Peter McGrath

A successful and outstanding manager

Peter McGrath has undoubtedly been one of the most successful managers in the history of Gaelic Football in County Down. Born in Rostrevor in the south of the county, McGrath led the Down minor team to All Ireland success in 1987 and the senior team to national victories in 1991 and 1994. His teams were typified by their spirited attitude allied with an attacking flair. This was symbolised by players such as DJ Kane, Ross Carr and Greg Blaney. McGrath managed the Down senior team from September 1989 to his departure in July 2002.
Down traditions – the swinging sixties
Peter McGrath grew up supporting the great Down teams of the 1960s, when they won three All Ireland senior titles in 1960, 1961 and 1968. It was an exciting time to follow Gaelic Football in Down, and McGrath was inspired by the heroics of Sean O’Neill of Newry, Patsy O’Hagan of Clonduff and the McCartans from Glenn. As a student at St. Colman’s College in Newry, McGrath performed well for the college teams which earned him a place on the county minor team.
Three good years on this underage team led McGrath to a natural progression onto the Down senior team in 1971. He played for six years at this level, making appearances in three Ulster senior finals. Unfortunately Down lost on all three occasions, to Tyrone, Donegal and Derry respectively. Peter was in the starting team in 1974, but despite giving a good performance, could not help Down to victory.
St. Colman’s College – a managerial debut
Peter gained a teaching post at his alma mater; St. Colman’s College in the mid 1970’s and assisted his teaching colleague Ray Morgan from Burren from 1978 in managing the McRory Cup team. This partnership has proved to be enduringly successful down the years and until 2005, the college had amassed seven McRory Cups and three Hogan Cup titles under the duo’s guidance.
Peter agreed to manage the Down under 16 team during the late 1970s and a degree of success against other counties led to him accepting the Down minor manager position in 1982. Ulster titles were won in 1986 and 1987, and the icing on the cake was achieved with the annexing of the All Ireland minor title in 1987 when Down defeated Cork in the final by 1-12 to 1-5.
This steady run of success catapulted McGrath to the attention of the Down county board when the senior team managerial post became vacant in the summer of 1989.  He accepted the position after several others had refused. McGrath realised there was much hard work in front of him, but also acknowledged that there was a core group of players such as Paddy O’Rourke, Greg Blaney and Mickey Linden who were good enough to win titles.

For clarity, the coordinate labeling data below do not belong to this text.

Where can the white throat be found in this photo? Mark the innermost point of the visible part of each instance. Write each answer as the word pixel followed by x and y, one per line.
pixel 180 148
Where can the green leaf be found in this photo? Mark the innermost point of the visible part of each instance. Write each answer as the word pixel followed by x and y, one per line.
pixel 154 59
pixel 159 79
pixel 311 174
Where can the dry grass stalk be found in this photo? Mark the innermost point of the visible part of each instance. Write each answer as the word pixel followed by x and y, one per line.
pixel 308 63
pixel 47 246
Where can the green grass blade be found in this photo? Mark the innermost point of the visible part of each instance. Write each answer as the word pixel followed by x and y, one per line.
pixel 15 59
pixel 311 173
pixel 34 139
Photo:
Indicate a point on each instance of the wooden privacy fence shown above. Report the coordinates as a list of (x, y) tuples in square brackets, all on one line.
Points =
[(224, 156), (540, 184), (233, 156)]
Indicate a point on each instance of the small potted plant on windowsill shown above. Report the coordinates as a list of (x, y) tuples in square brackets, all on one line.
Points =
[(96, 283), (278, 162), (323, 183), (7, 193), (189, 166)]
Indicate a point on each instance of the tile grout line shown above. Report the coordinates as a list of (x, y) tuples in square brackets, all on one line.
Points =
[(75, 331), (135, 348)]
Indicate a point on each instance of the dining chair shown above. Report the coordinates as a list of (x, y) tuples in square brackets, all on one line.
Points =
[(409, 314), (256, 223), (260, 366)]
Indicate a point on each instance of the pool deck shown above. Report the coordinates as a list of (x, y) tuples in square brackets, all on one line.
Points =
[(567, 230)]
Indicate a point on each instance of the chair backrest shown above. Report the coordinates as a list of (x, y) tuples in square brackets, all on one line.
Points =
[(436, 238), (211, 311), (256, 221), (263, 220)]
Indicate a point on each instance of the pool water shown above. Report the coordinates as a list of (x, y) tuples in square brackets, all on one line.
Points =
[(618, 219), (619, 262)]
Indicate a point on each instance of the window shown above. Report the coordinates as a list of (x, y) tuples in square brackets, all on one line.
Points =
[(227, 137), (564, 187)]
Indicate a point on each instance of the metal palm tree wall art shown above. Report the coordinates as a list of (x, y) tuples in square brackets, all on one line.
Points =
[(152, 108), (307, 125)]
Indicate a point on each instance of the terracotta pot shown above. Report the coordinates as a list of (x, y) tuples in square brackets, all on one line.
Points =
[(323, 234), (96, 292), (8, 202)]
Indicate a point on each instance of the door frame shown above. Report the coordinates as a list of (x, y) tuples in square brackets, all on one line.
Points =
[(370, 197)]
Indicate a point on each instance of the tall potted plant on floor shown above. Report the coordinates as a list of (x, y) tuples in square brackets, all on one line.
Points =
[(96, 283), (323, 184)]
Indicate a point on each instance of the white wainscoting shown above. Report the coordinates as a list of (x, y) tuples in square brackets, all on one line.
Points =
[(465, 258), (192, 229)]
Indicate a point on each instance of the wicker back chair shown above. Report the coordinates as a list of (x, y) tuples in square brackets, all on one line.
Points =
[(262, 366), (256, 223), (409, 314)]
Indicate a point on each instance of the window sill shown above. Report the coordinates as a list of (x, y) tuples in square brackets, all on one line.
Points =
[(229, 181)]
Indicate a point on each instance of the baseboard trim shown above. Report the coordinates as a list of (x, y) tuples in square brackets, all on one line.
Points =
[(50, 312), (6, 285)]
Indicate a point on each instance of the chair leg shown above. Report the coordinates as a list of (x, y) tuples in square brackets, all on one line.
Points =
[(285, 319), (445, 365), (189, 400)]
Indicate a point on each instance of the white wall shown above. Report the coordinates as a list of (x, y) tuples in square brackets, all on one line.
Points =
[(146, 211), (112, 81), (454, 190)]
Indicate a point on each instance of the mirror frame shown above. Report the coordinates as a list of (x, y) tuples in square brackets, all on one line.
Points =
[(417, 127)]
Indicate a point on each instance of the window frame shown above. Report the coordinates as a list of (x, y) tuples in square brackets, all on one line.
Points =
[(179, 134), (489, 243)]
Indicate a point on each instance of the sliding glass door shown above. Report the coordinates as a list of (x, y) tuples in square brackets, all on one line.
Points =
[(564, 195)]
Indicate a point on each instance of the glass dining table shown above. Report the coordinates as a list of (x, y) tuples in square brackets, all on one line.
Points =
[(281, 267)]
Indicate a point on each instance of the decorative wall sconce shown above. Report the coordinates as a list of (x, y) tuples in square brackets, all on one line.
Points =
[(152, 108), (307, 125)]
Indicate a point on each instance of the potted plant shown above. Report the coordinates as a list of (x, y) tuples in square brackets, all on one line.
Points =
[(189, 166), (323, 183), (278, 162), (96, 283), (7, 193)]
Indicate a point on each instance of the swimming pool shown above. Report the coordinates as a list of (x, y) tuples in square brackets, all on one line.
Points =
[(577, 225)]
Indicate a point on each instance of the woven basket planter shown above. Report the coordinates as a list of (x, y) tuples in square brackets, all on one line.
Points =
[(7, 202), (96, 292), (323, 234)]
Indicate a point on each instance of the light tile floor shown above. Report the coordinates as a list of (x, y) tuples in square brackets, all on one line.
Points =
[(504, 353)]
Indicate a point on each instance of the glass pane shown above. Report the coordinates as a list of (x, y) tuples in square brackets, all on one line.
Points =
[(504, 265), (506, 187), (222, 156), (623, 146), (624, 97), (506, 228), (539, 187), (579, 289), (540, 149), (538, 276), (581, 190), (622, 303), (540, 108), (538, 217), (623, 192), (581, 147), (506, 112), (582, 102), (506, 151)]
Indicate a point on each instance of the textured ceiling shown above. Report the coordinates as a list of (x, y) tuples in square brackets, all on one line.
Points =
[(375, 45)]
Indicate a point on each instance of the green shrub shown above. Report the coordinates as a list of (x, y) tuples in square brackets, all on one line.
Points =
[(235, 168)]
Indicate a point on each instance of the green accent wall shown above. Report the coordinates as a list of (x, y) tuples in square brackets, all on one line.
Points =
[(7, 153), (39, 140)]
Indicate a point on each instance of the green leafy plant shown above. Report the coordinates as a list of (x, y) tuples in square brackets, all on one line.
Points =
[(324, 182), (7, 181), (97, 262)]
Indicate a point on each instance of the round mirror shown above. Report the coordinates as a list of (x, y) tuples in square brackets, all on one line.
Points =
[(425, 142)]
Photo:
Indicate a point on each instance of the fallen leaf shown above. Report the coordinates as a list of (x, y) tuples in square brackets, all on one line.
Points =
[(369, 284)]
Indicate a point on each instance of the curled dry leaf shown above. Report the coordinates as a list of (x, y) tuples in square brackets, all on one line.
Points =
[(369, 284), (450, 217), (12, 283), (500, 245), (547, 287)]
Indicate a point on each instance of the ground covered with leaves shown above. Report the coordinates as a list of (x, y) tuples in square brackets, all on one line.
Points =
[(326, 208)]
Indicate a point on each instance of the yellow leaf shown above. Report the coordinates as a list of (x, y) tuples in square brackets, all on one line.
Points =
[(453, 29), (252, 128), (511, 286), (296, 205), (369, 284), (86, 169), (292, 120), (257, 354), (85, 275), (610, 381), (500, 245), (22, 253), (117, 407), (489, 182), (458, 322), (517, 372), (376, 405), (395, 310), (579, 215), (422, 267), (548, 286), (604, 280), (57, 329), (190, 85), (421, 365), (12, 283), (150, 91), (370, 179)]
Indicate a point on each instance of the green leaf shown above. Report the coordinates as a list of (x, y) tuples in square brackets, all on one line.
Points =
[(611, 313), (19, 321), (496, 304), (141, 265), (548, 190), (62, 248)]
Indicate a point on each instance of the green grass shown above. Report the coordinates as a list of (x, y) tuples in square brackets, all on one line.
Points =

Phoenix rises from the ashes: Down 1991
The 1990 Ulster championship had provided Down fans with much excitement, especially in the semi final with neighbours Armagh. Armagh sneaked through after a replay, but the arrival on the scene of James McCartan gave Down great hope for the future. Down were not favoured by the media experts for any success in 1991, and they played old rivals Armagh in the first round in the marshes in Newry. A Mickey Linden penalty saw Down gain a degree of revenge for the previous year’s defeat, and followed this with a replayed victory over Derry to reach the final for the first time since 1986.
The final against raging favourites Donegal witnessed a remarkable display by the men from the Mourne county, and some exceptional scores by Gary Mason and Ross Car set the tone for what turned into a one-sided contest. The final score of 1-14 to 0-9 adequately reflected the domination of Down over their North West rivals, and handed Pete McGrath his first piece of silverware as manager of Down.
The reward for winning Ulster was a tilt at the All Ireland title. The semi final was a close encounter against the Munster champions Kerry. The Down full forward Peter Withnell scored two goals to earn the Ulster champions a place in the final. Down were gathering momentum, and in Peter McGrath they had the manager to help them keep focused.
The 1991 All Ireland final has been labelled a ‘classic’ by many commentators, with Down and Meath serving up a thrilling battle. Meath had endured a long summer of football, overcoming Dublin only after four replays. They were termed the ‘team who couldn’t be beaten’ by many, but Down proved too strong on that particular September day. A goal in the second half by midfielder Barry Breen helped seal victory for Down, who celebrated their first All Ireland senior victory since 1968.
More success in ’94
A few lean years followed for Down football, and in 1994 some pundits were suggesting that perhaps Down needed a change of manager. Any doubts that people had were dispelled in great style that year. A first round dismissal of All Ireland champions Derry was followed by routine victories over Monaghan and Tyrone. A disappointing Cork side were brushed aside with relative ease in the All Ireland semi-final, and this led to a meeting with Dublin in the final.
A virtuoso display by Mickey Linden with four crucial points made the difference between the teams, and the final scoreline of 1-10 to 0-12 ensured that Peter McGrath won his second All Ireland title as manager of the Down senior team. Unfortunately, barren years followed for Down, but this fails to diminish Peter McGrath’s reputation as a successful and outstanding manager.